The so-called “Culture of Life” spoken of by American evangelicals seems to have played a part in sparking a bill in Uganda that proposes dealing out death to some gays, edgeboston.com reports
The bill was sponsored by David Bahati, a little-known politician who became know overnight all around the globe for the bill he authored that steepens penalties against gays and provides stiff punishments against those who decline to report gays to the police.
In Bahati’s original version of the bill, gay men who have repeated sexual encounters with consenting adults of the same gender would be put to death, as would any HIV-positive men who engaged in sexual activity or sexually assaulted others.
There is some evidence that the bill was prompted in part by claims made by American anti-gay evangelicals who visited Uganda nearly a year ago. In March of 2009, several American evangelicals traveled to Uganda and presented what they called the “Seminar on Exposing the Homosexuals’ Agenda.” Their talks contained assorted claims about gays and the “dangers” that gays pose to society, reported the New York Times in a Jan. 3 article.
The conference was put together by the Ugandan group the Family Life Network, which purports to uphold “traditional family values.” The speakers included anti-gay writer and missionary Scott Lively (pictures) – author of a book that purports to tell parents how to “gay-proof” their offspring – and Don Schmierer, a board member of Exodus international, an organization dedicated to the idea that gays can be “cured” through prayer and counseling.
A third speaker was also in attendance: Caleb Lee Brundidge, who claims once to have been gay, but now to be heterosexual. Mr. Brundage heads seminars focused on “healing” gays (that is, attempting to turn them straight).
The views set out by the Americans ranged from highly dubious claims that gays can be “converted” to heterosexuality to wild, undefined assertions that a “gay agenda” was at work “to defeat the marriage-based society and replace it with a culture of sexual promiscuity,” as well as stereotype-based pronouncements that gay men prey on teenaged boys.
Exporting Gay Hate to Africa
Some worry that the presence of anti-gay “missionaries” in Uganda is evidence that Africans are in danger of becoming “collateral damage” in the struggle by U.S. religious conservatives to deny gay individuals and families equal legal recognition and protections, with those denials based on the claim that homosexuality is a “choice.”
Indeed, the repercussions in American society have largely had to do with assigning blame; some have pointed at prominent megachurch pastor Rick Warren, taking his initial reluctance to issue a statement to be approval and even accusing Warren of helping to create the anti-gay bill. Warren refuted this in a video addressed “to the pastors of the churches of Uganda” in which Warren stated that, “As an American pastor, it is not my role to interfere with the politics of other nations, but it is my role to speak out on moral issues, and it is my role to shepherd other pastors who look to me for guidance… a law that I had nothing to do with, I completely oppose, and I vigorously condemn.”

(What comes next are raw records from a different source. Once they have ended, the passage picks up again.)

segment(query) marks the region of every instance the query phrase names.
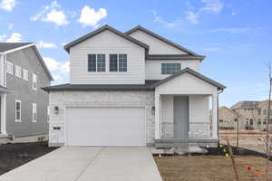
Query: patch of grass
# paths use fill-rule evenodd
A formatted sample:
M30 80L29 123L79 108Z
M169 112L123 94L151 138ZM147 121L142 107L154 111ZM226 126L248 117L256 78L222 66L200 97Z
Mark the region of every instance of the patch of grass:
M265 180L265 158L237 157L235 159L240 180ZM155 161L164 181L235 180L231 160L223 156L155 157ZM247 167L250 167L252 170L248 170ZM260 172L261 176L254 176L256 172Z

Warren has not, however, denounced his fellow American evangelicals for their purported role in the creation of the proposed Ugandan legislation.
The American evangelicals gave their addresses in Kampala, the capital city of Uganda, over a three-day period. The crowds who heard them speak included not only lawmakers, but also law enforcement officers and teachers, the New York Times article reported. The politician who subsequently introduced the bill has said that he counts as friends American evangelicals in U.S. government positions; a Ugandan minister stated plainly that, “Homosexuals can forget about human rights.”
The Times article characterized the controversy that the proposed law has created in Western nations as turning Uganda in to “a far-flung front line in the American culture wars,” and noted that in the face of international pressure – including threats to withhold development aid money – the Ugandan government has said that the bill will be revised to scale the penalty back from death to life imprisonment.
The majority of Christian leaders who are themselves divided over homosexuality have joined forces to oppose a proposed Ugandan law that calls for the death penalty for some homosexual behavior.
“Our Christian faith recognizes violence, harassment and unjust treatment of any human being as a betrayal of Jesus’ commandment to love our neighbors as ourselves,” reads the statement released Monday and signed by dozens of leaders.
FAITH & REASON: Evangelical leader Rick Warren calls bill ‘un-Christian’
“As followers of the teachings of Christ, we must express profound dismay at a bill currently before the Parliament in Uganda.”
Five Republican representatives – Chris Smith, Frank Wolf, Joe Pitts, Trent Franks and Anh “Joseph” Cao – have written a letter to Ugandan President Yoweri Mouseveni pressing him to stop pending legislation that would severely criminalize homosexuality and sometimes impose the death penalty for homosexual acts.
In the letter, the men say their religious faith requires them to oppose the legislation because it contradicts the “foundational Christian belief in the inherent dignity and worth of all men and women.”
For Americans on either side of the issue, the outcome is crucial enough to warrant the sort of response that domestic gay-related issues have generated in the past; in a response reminiscent of the struggle over California’s anti-gay ballot initiative Proposition 8, both sides are sending money and manpower to the African nation. “It’s a fight for their lives,” Astraea Lesbian Foundation for Justice director Mai Kiang told the New York Times.